Mrs. Horton doesn’t want me and Ocie together anymore? Of all the ways my life’s gone to pot since my secret came out, this feels most surreal. The most excruciating.
No. I’m losing everything else. Not my best friend. I’ll speak to Mrs. Horton myself and explain that I’m not some low-life bad influence. Make her see it’s all a misunderstanding. That I made a mistake and I’m sorry. All that good stuff parents like to hear.
Once I get out of this house.
The next morning, Dad’s up early and off to the gym. It’s his weekend ritual. Which is why I was up even earlier, waiting.
The hiss-spray of the shower in my parents’ room comes on. It’s time.
Sticking my head in their bathroom, I say, “Mom, I’ve got your grocery list and the credit card. Be back in an hour.”
“What?” She pokes her lathered head from behind the shower curtain, her eyes sealed against the sluicing soap.
“Early start to the chores. Up and at ’em. See ya.” I run for the stairs.
She yells, “But that’s not your chore!”
I don’t slow, and don’t look back. I figure I’m halfway do
wn the block before she can get to her bathrobe. There’s a stop sign at the end of my street, then a left to get to Ocie’s.
I go right.
I’ll fix things with Ocie and her mom, for sure. After I pay Brock a visit.

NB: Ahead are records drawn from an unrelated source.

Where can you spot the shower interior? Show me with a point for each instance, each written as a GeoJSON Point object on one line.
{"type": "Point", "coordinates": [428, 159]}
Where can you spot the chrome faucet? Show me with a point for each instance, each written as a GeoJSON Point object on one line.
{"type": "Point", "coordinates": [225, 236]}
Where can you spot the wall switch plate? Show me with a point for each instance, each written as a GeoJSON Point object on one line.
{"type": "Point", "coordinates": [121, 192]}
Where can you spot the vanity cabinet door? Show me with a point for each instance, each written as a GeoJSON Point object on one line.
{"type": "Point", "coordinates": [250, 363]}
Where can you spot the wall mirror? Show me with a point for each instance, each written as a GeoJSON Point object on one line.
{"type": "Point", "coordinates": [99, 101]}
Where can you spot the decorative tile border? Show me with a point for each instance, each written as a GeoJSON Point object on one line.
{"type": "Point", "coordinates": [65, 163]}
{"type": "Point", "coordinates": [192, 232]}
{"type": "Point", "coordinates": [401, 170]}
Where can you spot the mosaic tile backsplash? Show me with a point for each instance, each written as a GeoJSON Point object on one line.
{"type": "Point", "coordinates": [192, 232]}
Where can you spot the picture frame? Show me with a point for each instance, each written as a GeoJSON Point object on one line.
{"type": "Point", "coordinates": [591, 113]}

A small delay in my repentance isn’t going to kill anyone.
CHAPTER 30
BROCK’S NEIGHBORHOOD ISN’T KEACHIN-LEVEL SWANK, BUT his family is a couple of rungs above mine on the affluence ladder. I pull to the curb by his brick-and-siding McMansion and stare across a lawn so perfect it looks like a green swimming pool. The street is silent except for the swish-swish-swish of a nearby sprinkler. Brock’s probably sleeping soundly.
Enough of that.
I dial the cell number I pulled off his Facebook profile. Convenient for me, but tarnishes my theory that he’s my guy. My Admirer’s tech savvy, and most tech-savvy people know to adjust their Facebook settings to hide such info. Still, a conversation is in order, if only for the sake of elimination.
The phone rings and rings, then goes to voice mail. I hang up and dial again. This cycle repeats three more times before a groggy troll picks up.

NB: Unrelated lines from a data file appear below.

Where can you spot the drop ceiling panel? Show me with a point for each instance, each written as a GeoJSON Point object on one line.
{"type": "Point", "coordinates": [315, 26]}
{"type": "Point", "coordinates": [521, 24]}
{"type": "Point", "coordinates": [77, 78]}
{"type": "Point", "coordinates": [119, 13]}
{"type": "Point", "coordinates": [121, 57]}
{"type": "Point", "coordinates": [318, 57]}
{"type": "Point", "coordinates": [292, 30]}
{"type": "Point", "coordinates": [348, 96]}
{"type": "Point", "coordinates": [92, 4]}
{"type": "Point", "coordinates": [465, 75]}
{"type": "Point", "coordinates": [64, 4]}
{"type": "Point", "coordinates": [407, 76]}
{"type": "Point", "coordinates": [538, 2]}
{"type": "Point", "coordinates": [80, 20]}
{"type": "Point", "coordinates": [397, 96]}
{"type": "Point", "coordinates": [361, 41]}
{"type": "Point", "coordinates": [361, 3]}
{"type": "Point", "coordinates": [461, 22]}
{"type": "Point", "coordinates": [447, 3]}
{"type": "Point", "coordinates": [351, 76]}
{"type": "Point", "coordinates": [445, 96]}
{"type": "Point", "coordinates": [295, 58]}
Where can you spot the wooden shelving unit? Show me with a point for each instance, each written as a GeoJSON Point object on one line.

“Who is this, you freakin’ dickbag?”
“Come outside, Boy Wonder.” I kill the call and wait.
Within a minute he’s stepping onto his porch wearing basketball shorts and pulling a Portside Football T-shirt over his admittedly ripped torso. He crosses the lawn in bare feet, squinting in the daylight. He’s close enough to touch my car when recognition hits.
“Morning, Brock.”
He leans forward with his elbows on my window frame. “I thought you, like, skulked in the shadows and shit. Doesn’t sunlight hurt you?”
“No, but your morning breath does. Please direct it elsewhere.”
He inhales deeply then blows a slow blast of foulness into my vehicle. It smells like warm Dumpster juice.